Wanita yang hanya mengenakan sehelai handuk sebatas paha itu mengukung tubuh Alaric sebelum mendudukkannya di sekitar pinggul Alaric. Ia melepas lilitan di kepalanya bersamaan dengan Alaric yang membuka mata.

Pria itu hanya tertawa pelan tanpa suara. Ia mengambil beberapa helaian rambut setengah basah Richelle dan dimainkan oleh jemari panjangnya.

"Kau lelah?" Richelle bertanya.

"Em, lumayan." Katanya. Jari telunjuknya berpindah menyentuh ujung pipi lalu bergerak pelan mengikuti bentuk rahang wanita itu.

Richelle memejamkan matanya sejenak lalu kembali terbuka ketika bibirnya yang terkatup membelah oleh sapuan jemari Alaric.

"Sebaiknya kita istirahat saja." Usulnya sedikit menahan nafas saat jari-jari itu bermain di area leher bawah.

Samar-samar Richelle menelan saliva dengan kasar-- ia diam saja ketika ujung handuk yang terselip-- Alaric tarik dengan gerakan pelan.

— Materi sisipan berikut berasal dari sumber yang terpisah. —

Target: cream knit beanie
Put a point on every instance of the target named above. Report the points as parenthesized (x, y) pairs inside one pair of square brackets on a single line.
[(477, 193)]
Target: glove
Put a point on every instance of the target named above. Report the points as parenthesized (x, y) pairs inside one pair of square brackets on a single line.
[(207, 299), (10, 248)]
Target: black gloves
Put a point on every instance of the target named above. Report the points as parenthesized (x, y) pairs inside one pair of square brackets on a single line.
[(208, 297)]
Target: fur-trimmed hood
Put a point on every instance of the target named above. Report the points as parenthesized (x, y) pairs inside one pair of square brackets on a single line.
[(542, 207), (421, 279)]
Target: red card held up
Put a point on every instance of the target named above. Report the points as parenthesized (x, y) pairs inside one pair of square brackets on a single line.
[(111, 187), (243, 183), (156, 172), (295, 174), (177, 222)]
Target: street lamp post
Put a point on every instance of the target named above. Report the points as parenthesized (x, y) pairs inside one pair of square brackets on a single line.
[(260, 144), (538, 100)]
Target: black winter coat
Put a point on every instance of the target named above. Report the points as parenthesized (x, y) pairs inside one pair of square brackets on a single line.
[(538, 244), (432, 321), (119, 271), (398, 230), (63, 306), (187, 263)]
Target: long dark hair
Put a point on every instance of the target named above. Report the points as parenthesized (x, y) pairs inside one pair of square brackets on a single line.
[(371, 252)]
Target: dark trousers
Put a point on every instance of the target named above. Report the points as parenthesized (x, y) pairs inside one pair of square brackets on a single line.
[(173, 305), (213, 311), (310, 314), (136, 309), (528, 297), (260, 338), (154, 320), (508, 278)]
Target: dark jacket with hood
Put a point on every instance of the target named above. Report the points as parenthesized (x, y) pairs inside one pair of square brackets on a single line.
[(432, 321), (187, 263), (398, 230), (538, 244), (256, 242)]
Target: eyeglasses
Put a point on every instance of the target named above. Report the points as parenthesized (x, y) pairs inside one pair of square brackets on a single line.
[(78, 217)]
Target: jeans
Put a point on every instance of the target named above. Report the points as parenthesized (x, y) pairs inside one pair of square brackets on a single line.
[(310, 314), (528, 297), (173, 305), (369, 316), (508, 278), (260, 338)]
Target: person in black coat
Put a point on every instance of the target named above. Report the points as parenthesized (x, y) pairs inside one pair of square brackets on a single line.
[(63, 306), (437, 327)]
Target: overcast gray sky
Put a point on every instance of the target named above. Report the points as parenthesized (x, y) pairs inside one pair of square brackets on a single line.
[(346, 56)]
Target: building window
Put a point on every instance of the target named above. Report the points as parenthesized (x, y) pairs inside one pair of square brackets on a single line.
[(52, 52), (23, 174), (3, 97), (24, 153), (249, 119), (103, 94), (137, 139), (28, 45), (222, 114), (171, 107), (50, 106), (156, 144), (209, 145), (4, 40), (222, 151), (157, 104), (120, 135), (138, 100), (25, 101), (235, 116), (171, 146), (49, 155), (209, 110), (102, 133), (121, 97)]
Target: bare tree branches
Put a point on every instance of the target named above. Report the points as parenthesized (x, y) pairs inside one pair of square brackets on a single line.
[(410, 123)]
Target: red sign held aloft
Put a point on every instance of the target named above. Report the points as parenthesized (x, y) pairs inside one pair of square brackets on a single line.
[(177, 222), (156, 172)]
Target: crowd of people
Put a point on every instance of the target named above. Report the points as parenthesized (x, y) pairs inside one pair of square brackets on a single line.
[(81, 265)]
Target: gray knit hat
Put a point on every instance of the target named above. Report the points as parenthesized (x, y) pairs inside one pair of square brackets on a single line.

Pun kain tebal itu terlepas hingga terkumpul di bawah payudaranya sehingga nampak jelas miliknya terlihat yang membuat Alaric bangkit, menumpu tubuhnya dengan satu tangan di belakang sedangkan satu tangan yang lain bermain lembut dimilik wanita itu.

Untuk beberapa saat, mereka tidak melepas tatap. Pun bibir keduanya bertemu dan bergerak dengan tempo yang pas. Tidak terburu-buru. Tidak ada nafsu-- seolah saling menggoda dalam kecupan-kecupan pelan dan lama.

Sampai pada akhirnya Alaric menyerah dan menyerang bibir itu penuh candu dan kasar. Kedua tangan Richelle merengkuh wajahnya untuk memperdalam ciuman mereka. Tak lama kemudian Richelle sendiri menarik wajah itu mendekatkan pada miliknya yang telanjang.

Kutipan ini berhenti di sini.